The Foothills Restoration Forum has witnessed a growing need to address the idea of a Native Plant Cooperative for Southern Alberta and included it as a breakout session topic during this year’s FRF Fall Information Session. Based on a combination of the results of these sessions and prior feedback, we are currently working on a DRAFT interactive website designed to link producers of native plant materials with those who require native plant materials for their projects.
A web based review of the draft product will be scheduled in early 2014 to help refine the draft so that the idea can be further developed and presented at upcoming conferences.
The following is a summary of the compiled breakout session discussion question results.
Foothills Restoration Forum Fall Info Session Breakout Discussion Summary: Forming a Native Plant Cooperative for Southern Alberta and the Prairies
- Discuss the current barriers experienced when sourcing suitable native plant material for projects.
- Availability of plants (reliable sources, accurate descriptions, quality, quantities, region specific, avoiding substitution, insufficient native species availability, and species diversity within grasses as well as inclusion of structural layers-shrubs, forbs etc). Also native harvest sources (location, access to private or public lands, lack of equipment).
- Lack of education within professionals/consultants/industry.
- Some are not aware of the ANPC source list (needs to be updated).
- Lack of knowledge: reproduction/propagation/production.
- More government guidance may be required to support: tree criteria, cultivars, locations of species to harvest, equipment to collect species bank. Also more precise instruction and information are required, e.g. plant community reference guide.
- Standards may be required to address: supplier certification, reporting, fraudulent seed, proper identification of sources and storage, removal of invasive species from seed bank.
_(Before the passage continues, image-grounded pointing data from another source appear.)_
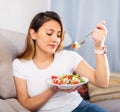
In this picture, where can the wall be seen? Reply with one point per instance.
(17, 14)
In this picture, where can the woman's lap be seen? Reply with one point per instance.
(86, 106)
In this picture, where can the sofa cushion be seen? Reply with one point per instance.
(16, 105)
(5, 107)
(112, 92)
(11, 44)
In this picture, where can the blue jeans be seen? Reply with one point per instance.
(86, 106)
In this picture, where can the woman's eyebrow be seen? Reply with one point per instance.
(52, 30)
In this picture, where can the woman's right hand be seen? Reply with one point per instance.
(55, 88)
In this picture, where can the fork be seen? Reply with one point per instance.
(78, 45)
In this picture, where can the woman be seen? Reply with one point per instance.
(43, 56)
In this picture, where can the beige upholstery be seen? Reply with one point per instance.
(11, 44)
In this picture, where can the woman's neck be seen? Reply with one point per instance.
(43, 61)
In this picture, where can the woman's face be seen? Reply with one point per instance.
(48, 37)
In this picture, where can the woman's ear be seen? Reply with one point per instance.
(33, 34)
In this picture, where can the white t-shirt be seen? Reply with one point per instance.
(64, 62)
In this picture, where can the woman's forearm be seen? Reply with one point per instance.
(102, 70)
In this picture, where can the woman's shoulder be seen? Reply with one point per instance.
(66, 52)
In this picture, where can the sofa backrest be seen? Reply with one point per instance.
(11, 44)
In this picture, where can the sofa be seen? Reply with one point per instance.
(11, 44)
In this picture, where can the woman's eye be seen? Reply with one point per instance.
(49, 34)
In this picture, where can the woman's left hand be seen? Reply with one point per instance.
(99, 34)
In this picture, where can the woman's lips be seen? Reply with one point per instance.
(53, 45)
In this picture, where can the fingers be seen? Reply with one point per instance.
(101, 26)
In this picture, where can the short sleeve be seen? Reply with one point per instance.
(18, 69)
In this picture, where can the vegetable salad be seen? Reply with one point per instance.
(67, 79)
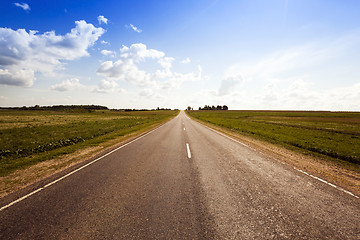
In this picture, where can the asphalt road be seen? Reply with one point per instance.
(182, 181)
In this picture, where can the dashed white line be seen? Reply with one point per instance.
(76, 170)
(326, 182)
(312, 176)
(188, 150)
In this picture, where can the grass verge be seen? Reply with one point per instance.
(36, 144)
(270, 132)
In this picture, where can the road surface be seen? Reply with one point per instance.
(181, 181)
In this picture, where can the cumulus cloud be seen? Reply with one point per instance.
(136, 29)
(107, 53)
(24, 53)
(127, 68)
(24, 6)
(17, 77)
(186, 61)
(106, 86)
(102, 19)
(67, 85)
(228, 85)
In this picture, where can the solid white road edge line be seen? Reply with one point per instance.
(188, 150)
(76, 170)
(312, 176)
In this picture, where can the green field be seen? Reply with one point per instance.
(332, 134)
(28, 137)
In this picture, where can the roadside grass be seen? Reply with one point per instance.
(30, 137)
(334, 135)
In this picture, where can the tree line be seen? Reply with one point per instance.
(218, 107)
(208, 107)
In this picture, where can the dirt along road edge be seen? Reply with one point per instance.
(339, 176)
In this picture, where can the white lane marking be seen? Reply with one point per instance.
(312, 176)
(326, 182)
(76, 170)
(188, 150)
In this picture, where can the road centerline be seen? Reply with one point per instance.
(188, 150)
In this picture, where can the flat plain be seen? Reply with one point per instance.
(333, 135)
(28, 137)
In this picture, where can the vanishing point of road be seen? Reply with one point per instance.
(181, 181)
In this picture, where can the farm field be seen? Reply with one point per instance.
(334, 135)
(29, 137)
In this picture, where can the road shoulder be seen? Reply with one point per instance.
(341, 175)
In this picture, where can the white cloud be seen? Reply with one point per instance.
(102, 19)
(107, 53)
(24, 6)
(136, 29)
(23, 53)
(186, 61)
(127, 68)
(67, 85)
(228, 85)
(106, 86)
(17, 77)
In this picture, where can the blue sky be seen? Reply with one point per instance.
(280, 54)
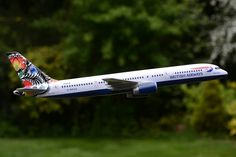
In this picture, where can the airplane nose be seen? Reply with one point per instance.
(225, 72)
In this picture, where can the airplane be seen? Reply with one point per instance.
(133, 84)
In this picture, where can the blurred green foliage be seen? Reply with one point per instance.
(75, 38)
(207, 104)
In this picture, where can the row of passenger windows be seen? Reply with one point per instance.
(183, 72)
(76, 85)
(157, 75)
(103, 82)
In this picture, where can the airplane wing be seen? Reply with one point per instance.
(119, 85)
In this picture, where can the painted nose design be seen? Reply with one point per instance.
(224, 72)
- Standards of Seed Analysis, are they credible between US and Canada? (labeling /seed names are not consistent).
- Disjunct between industry and consultants, not enough lead time for seed production provided during project planning phase.
- Cost effectiveness.
- Insufficient people on the ground to collect seed – seed cleaning/harvesting/propogation/distribution. Is there a way to motivate and support growers?
2. Discuss within the group the concept of a native plant material cooperative for the prairies which could be web based and facilitated through the Foothills Restoration Forum. Discuss the feasibility and how it might function.
- Web enabled system – connect users and producers to buy and sell (Kijiji style) mapping/database of collection sites.
- Someone must lead quality control – must have certification/training/professional designation.
- Include only certified collection sites and growers – record keeping required and may need to establish a certification process. Try to include a ‘seller rating’ system.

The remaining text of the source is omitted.